# Loading the Data

Each data files named combined_data contains :

1) MovieIDs

2) CustomerIDs

3) Ratings

4) Dates of Rating

The data file named movie_titles contains : 

1) MovieID

2) YearOfRelease

3) Title

### Importing Libraries

Importing general libraries for working with the data: numpy, pandas, matplotlib, seaborn. 

In [2]:
import pandas as pd
import numpy as np
import matplotlib.pyplot as plt
import seaborn as sns
%matplotlib inline

As the data is too complex to be loaded directly, we will make a function which which convert each text file into a seperate data frame, we will combine all the dataframe later to get a single dataframe to work with.

My system does not support loading of such a huge data, so I will load just a few of them (10000 each file).

In [8]:
# Fuction to read each file

def read_text(path, rows=10000):
    data = {'Cust_Id' : [], 'Movie_Id' : [], 'Rating' : [], 'Date' : []}  #Creating dictionary to store each attribute 
    f = open(path, "r")
    count = 0
    for line in f:
        count += 1   # As right now we will be using only 10k data
        if count > rows:
            break
            
        if ':' in line:
            movidId = line[:-2] # remove the last character ':'
            movieId = int(movidId)
        else:
            customerID, rating, date = line.split(',')
            data['Cust_Id'].append(customerID)
            data['Movie_Id'].append(movieId)
            data['Rating'].append(rating)
            data['Date'].append(date.rstrip("\n"))  # rstrip("\n") removes the trainling character "\n"
    f.close()
            
    return pd.DataFrame(data)

In [7]:
# Converting all files into dataframes

df1 = read_text('C:/Users/umar/Documents/Machine Learning/Recommender System/Data/combined_data_1.txt', rows=10000)
df2 = read_text('C:/Users/umar/Documents/Machine Learning/Recommender System/Data/combined_data_2.txt', rows=10000)
df3 = read_text('C:/Users/umar/Documents/Machine Learning/Recommender System/Data/combined_data_3.txt', rows=10000)
df4 = read_text('C:/Users/umar/Documents/Machine Learning/Recommender System/Data/combined_data_4.txt', rows=10000)
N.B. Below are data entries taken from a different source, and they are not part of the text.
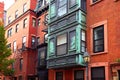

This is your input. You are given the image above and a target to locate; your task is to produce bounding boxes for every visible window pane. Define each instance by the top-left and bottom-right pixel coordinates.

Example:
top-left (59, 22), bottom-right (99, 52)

top-left (57, 34), bottom-right (67, 45)
top-left (15, 24), bottom-right (19, 32)
top-left (69, 31), bottom-right (76, 49)
top-left (94, 25), bottom-right (104, 40)
top-left (81, 0), bottom-right (86, 11)
top-left (38, 19), bottom-right (40, 26)
top-left (23, 3), bottom-right (27, 12)
top-left (58, 5), bottom-right (67, 16)
top-left (81, 41), bottom-right (86, 52)
top-left (56, 72), bottom-right (63, 80)
top-left (81, 30), bottom-right (85, 41)
top-left (59, 0), bottom-right (66, 7)
top-left (93, 25), bottom-right (104, 52)
top-left (13, 41), bottom-right (17, 52)
top-left (69, 0), bottom-right (76, 7)
top-left (50, 3), bottom-right (56, 17)
top-left (49, 39), bottom-right (55, 54)
top-left (57, 44), bottom-right (67, 55)
top-left (40, 51), bottom-right (45, 59)
top-left (31, 36), bottom-right (36, 48)
top-left (94, 45), bottom-right (104, 52)
top-left (23, 19), bottom-right (27, 28)
top-left (32, 18), bottom-right (36, 27)
top-left (74, 70), bottom-right (84, 80)
top-left (91, 67), bottom-right (105, 80)
top-left (20, 59), bottom-right (23, 70)
top-left (92, 0), bottom-right (98, 3)
top-left (23, 37), bottom-right (26, 43)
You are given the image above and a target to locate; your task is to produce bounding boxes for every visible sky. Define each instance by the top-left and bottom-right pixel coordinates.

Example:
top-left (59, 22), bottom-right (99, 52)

top-left (0, 0), bottom-right (14, 10)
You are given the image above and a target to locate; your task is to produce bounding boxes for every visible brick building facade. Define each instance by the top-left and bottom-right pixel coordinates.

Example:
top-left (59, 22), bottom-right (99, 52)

top-left (86, 0), bottom-right (120, 80)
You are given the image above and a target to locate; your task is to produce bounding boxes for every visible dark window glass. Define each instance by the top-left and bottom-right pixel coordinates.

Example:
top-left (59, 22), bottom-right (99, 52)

top-left (8, 16), bottom-right (11, 24)
top-left (23, 3), bottom-right (27, 12)
top-left (45, 14), bottom-right (49, 23)
top-left (93, 25), bottom-right (104, 53)
top-left (49, 38), bottom-right (55, 55)
top-left (22, 36), bottom-right (26, 50)
top-left (56, 72), bottom-right (63, 80)
top-left (20, 58), bottom-right (23, 70)
top-left (13, 41), bottom-right (17, 52)
top-left (81, 0), bottom-right (86, 11)
top-left (40, 50), bottom-right (45, 65)
top-left (15, 24), bottom-right (19, 32)
top-left (15, 10), bottom-right (18, 18)
top-left (69, 0), bottom-right (76, 7)
top-left (32, 18), bottom-right (36, 27)
top-left (92, 0), bottom-right (98, 3)
top-left (74, 70), bottom-right (84, 80)
top-left (31, 36), bottom-right (36, 48)
top-left (7, 43), bottom-right (11, 48)
top-left (81, 30), bottom-right (86, 52)
top-left (69, 31), bottom-right (76, 49)
top-left (91, 67), bottom-right (105, 80)
top-left (12, 63), bottom-right (15, 70)
top-left (23, 19), bottom-right (27, 28)
top-left (50, 2), bottom-right (56, 18)
top-left (37, 37), bottom-right (40, 45)
top-left (57, 34), bottom-right (67, 55)
top-left (38, 19), bottom-right (40, 26)
top-left (7, 28), bottom-right (12, 37)
top-left (18, 76), bottom-right (23, 80)
top-left (58, 0), bottom-right (67, 16)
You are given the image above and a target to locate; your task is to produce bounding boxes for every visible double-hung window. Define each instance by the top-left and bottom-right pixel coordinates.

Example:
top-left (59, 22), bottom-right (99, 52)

top-left (31, 36), bottom-right (36, 48)
top-left (15, 10), bottom-right (18, 18)
top-left (15, 24), bottom-right (19, 33)
top-left (93, 25), bottom-right (104, 53)
top-left (69, 30), bottom-right (76, 50)
top-left (20, 58), bottom-right (23, 70)
top-left (8, 16), bottom-right (12, 24)
top-left (13, 41), bottom-right (17, 52)
top-left (49, 38), bottom-right (55, 56)
top-left (39, 50), bottom-right (45, 65)
top-left (81, 30), bottom-right (86, 52)
top-left (57, 33), bottom-right (67, 55)
top-left (23, 3), bottom-right (27, 12)
top-left (22, 36), bottom-right (26, 50)
top-left (7, 28), bottom-right (12, 37)
top-left (91, 67), bottom-right (106, 80)
top-left (69, 0), bottom-right (76, 7)
top-left (23, 18), bottom-right (27, 28)
top-left (50, 2), bottom-right (56, 18)
top-left (92, 0), bottom-right (100, 3)
top-left (32, 18), bottom-right (36, 27)
top-left (74, 70), bottom-right (84, 80)
top-left (7, 43), bottom-right (11, 48)
top-left (57, 0), bottom-right (67, 16)
top-left (56, 71), bottom-right (63, 80)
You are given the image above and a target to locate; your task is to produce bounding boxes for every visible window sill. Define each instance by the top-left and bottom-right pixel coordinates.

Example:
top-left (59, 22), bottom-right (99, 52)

top-left (91, 52), bottom-right (108, 56)
top-left (90, 0), bottom-right (103, 6)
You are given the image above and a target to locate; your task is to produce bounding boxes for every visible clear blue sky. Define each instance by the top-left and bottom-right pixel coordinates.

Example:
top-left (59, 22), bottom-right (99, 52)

top-left (0, 0), bottom-right (14, 10)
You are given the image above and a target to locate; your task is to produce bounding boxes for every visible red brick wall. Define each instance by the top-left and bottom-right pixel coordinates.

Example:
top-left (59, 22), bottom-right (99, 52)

top-left (87, 0), bottom-right (120, 62)
top-left (0, 2), bottom-right (4, 20)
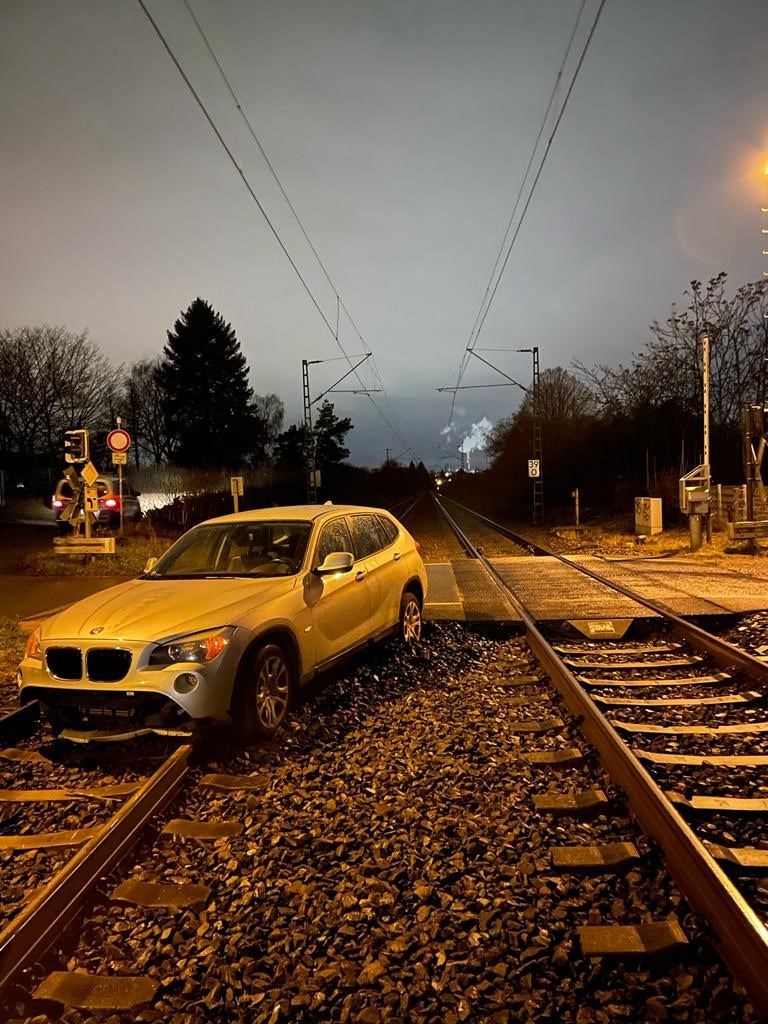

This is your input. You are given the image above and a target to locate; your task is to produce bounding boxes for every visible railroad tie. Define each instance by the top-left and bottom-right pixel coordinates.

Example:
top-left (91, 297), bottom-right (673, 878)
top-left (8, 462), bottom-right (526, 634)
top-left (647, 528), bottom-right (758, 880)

top-left (520, 746), bottom-right (584, 768)
top-left (160, 818), bottom-right (243, 840)
top-left (550, 843), bottom-right (640, 873)
top-left (507, 718), bottom-right (565, 733)
top-left (33, 971), bottom-right (160, 1012)
top-left (579, 914), bottom-right (688, 956)
top-left (534, 790), bottom-right (608, 817)
top-left (110, 879), bottom-right (211, 910)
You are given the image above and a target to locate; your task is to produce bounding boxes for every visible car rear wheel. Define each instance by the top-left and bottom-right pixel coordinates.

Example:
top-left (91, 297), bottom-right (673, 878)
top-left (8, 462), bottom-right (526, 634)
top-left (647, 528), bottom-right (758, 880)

top-left (232, 643), bottom-right (296, 742)
top-left (400, 590), bottom-right (424, 646)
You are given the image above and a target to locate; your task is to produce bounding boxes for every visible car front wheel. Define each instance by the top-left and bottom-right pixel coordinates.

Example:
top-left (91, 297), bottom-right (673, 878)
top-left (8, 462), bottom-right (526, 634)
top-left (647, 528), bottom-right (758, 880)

top-left (232, 643), bottom-right (295, 742)
top-left (400, 591), bottom-right (423, 646)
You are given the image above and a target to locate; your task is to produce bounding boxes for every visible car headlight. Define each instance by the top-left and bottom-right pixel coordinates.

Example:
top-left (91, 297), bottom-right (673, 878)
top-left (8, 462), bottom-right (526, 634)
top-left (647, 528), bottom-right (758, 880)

top-left (24, 626), bottom-right (42, 662)
top-left (150, 626), bottom-right (234, 665)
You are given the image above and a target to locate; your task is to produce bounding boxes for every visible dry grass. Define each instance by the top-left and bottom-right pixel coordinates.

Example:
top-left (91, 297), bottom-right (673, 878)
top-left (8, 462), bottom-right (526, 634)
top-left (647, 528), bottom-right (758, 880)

top-left (14, 534), bottom-right (177, 577)
top-left (542, 517), bottom-right (768, 559)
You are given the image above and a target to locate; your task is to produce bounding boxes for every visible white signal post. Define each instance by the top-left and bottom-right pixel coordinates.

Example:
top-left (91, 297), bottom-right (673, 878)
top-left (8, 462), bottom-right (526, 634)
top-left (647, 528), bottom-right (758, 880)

top-left (106, 416), bottom-right (131, 536)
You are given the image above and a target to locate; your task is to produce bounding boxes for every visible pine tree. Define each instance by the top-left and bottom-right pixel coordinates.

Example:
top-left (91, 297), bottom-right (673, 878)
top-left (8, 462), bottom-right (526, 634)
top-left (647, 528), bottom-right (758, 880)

top-left (312, 399), bottom-right (354, 466)
top-left (159, 298), bottom-right (256, 468)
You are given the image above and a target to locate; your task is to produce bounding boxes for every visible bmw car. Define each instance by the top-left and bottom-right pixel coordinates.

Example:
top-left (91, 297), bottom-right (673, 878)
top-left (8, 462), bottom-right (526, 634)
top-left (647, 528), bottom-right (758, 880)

top-left (18, 503), bottom-right (427, 742)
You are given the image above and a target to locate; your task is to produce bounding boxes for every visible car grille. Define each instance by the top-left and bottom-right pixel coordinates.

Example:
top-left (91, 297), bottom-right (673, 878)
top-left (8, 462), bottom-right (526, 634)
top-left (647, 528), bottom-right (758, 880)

top-left (86, 647), bottom-right (131, 683)
top-left (45, 647), bottom-right (131, 683)
top-left (45, 647), bottom-right (83, 679)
# converting ratings into float
# (example: '3'->3.0)

df1['Rating'] = df1['Rating'].astype(float)
df2['Rating'] = df2['Rating'].astype(float)
df3['Rating'] = df3['Rating'].astype(float)
df4['Rating'] = df4['Rating'].astype(float)

In [9]:
# Merging all the dataframes

df = df1.copy()
df = df.append(df2)
df = df.append(df3)
df = df.append(df4)
df.index = np.arange(0,len(df))

In [10]:
df.head()

Unnamed: 0,Cust_Id,Movie_Id,Rating,Date
0,1488844,1,3.0,2005-09-06
1,822109,1,5.0,2005-05-13
2,885013,1,4.0,2005-10-19
3,30878,1,4.0,2005-12-26
4,823519,1,3.0,2004-05-03


In [13]:
df.shape

(39967, 4)

In read_text function we are increasing count even if we just encountered a movie_id, which is absurd. That is the reason why we are getting 39967 coloumns and not 40000 coulumns, to fix this we can shift our "count++" inside the else statement. But I am gonna continue with this only. 

In [18]:
# saving the dataframe

df.to_csv('data.csv')

In [17]:
# Loading movie_titles

df_title = pd.read_csv('C:/Users/umar/Documents/Machine Learning/Recommender System/Data/movie_titles.csv', header = None, names = ['Movie_Id', 'Year', 'Name'])
df_title.head(10)

Unnamed: 0,Movie_Id,Year,Name
0,1,2003.0,Dinosaur Planet
1,2,2004.0,Isle of Man TT 2004 Review
2,3,1997.0,Character
3,4,1994.0,Paula Abdul's Get Up & Dance
4,5,2004.0,The Rise and Fall of ECW
5,6,1997.0,Sick
6,7,1992.0,8 Man
7,8,2004.0,What the #$*! Do We Know!?
8,9,1991.0,Class of Nuke 'Em High 2
9,10,2001.0,Fighter


### Conclusion 


The data being too large is impossible to load on my laptop (Reason - Pandas achieves its speed by holding the dataset in RAM when performing calculations, that’s why it comes with a certain limitation). I have just used 10k data per file which is not such a huge number.

In this section I have successfully loaded the data, converted each file into a dataframe, combined all the dataframes to form a single dataframe, which I am going to use further.